I have a dataset and I want to study the relationship between the age and the probability of using a credit card. So I decided to apply weighted logistic regression.
Python code:
#Imports
import numpy as np
import pandas as pd
import statsmodels.formula.api as smf
import statsmodels.api as sm
#Let's create a dataframe of our data
use = np.array([5,7,11,20,47,49,54,53,76])

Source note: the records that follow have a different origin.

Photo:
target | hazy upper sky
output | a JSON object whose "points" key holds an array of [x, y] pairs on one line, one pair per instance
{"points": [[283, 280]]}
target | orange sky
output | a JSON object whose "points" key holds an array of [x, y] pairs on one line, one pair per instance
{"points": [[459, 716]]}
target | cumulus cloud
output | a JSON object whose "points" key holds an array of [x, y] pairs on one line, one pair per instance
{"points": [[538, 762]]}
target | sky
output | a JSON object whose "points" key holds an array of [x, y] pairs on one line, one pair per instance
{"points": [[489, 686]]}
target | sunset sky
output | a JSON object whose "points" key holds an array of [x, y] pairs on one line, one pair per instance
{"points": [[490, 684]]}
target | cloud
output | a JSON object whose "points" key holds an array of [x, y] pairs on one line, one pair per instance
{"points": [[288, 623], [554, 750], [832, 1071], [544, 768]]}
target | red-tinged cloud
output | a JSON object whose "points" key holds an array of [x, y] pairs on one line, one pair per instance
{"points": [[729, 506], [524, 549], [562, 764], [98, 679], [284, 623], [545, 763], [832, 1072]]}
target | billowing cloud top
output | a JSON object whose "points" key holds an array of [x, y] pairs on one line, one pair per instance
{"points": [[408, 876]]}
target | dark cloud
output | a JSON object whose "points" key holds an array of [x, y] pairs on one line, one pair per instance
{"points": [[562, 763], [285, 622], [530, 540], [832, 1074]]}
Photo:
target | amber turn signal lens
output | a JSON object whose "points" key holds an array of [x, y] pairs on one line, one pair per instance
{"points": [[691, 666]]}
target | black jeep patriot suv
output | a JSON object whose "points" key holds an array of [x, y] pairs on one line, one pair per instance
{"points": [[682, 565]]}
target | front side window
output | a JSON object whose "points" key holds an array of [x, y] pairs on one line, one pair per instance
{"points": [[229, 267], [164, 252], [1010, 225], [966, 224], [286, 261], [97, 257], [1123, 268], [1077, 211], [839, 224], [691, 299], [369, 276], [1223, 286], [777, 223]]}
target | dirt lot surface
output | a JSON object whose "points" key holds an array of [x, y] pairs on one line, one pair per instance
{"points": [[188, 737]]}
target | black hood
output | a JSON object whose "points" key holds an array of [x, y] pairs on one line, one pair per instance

total = np.array([30,33,35,40,67,61,63,59,80])
age = np.arange(16, 25)
p = use / total
df = pd.DataFrame({"Use": use, "Total": total, "Age": age, "P": p})
#Let's create our model
logit_model = smf.glm(formula = "P ~ Age", data = df,
family = sm.families.Binomial(link=sm.families.links.Logit()),
var_weights = total).fit()
logit_model.summary()
Output
Generalized Linear Model Regression Results
==============================================================================
Dep. Variable: P No. Observations: 9
Model: GLM Df Residuals: 7
Model Family: Binomial Df Model: 1
Link Function: Logit Scale: 1.0000
Method: IRLS Log-Likelihood: -147.07
Date: Mon, 08 May 2023 Deviance: 1.9469
Time: 10:22:00 Pearson chi2: 1.95
No. Iterations: 5 Pseudo R-squ. (CS): 1.000
Covariance Type: nonrobust
==============================================================================
coef std err z P>|z| [0.025 0.975]
------------------------------------------------------------------------------
Intercept -11.3464 1.172 -9.678 0.000 -13.644 -9.049
Age 0.5996 0.059 10.231 0.000 0.485 0.715
==============================================================================
In this model, I want to calculate the AIC.
logit_model.aic
Output
298.1385764743574
(In the above model I used the argument var_weights
as Josef suggested in this thread)
Let's do the same in R.
Rcode:
use = c(5,7,11,20,47,49,54,53,76)
total = c(30,33,35,40,67,61,63,59,80)
age = seq(16,24)
p = use/total
logit_temp = glm(p~age,family = binomial, weights = total)
logit_temp
Output
Call: glm(formula = p ~ age, family = binomial, weights = total)
Coefficients:
(Intercept) age
-11.3464 0.5996
Degrees of Freedom: 8 Total (i.e. Null); 7 Residual
Null Deviance: 156.4
Residual Deviance: 1.947 AIC: 40.12
As you can see now, the AIC of the model I created with R is very different from the AIC I found with Python. What should I change in order to have the same results?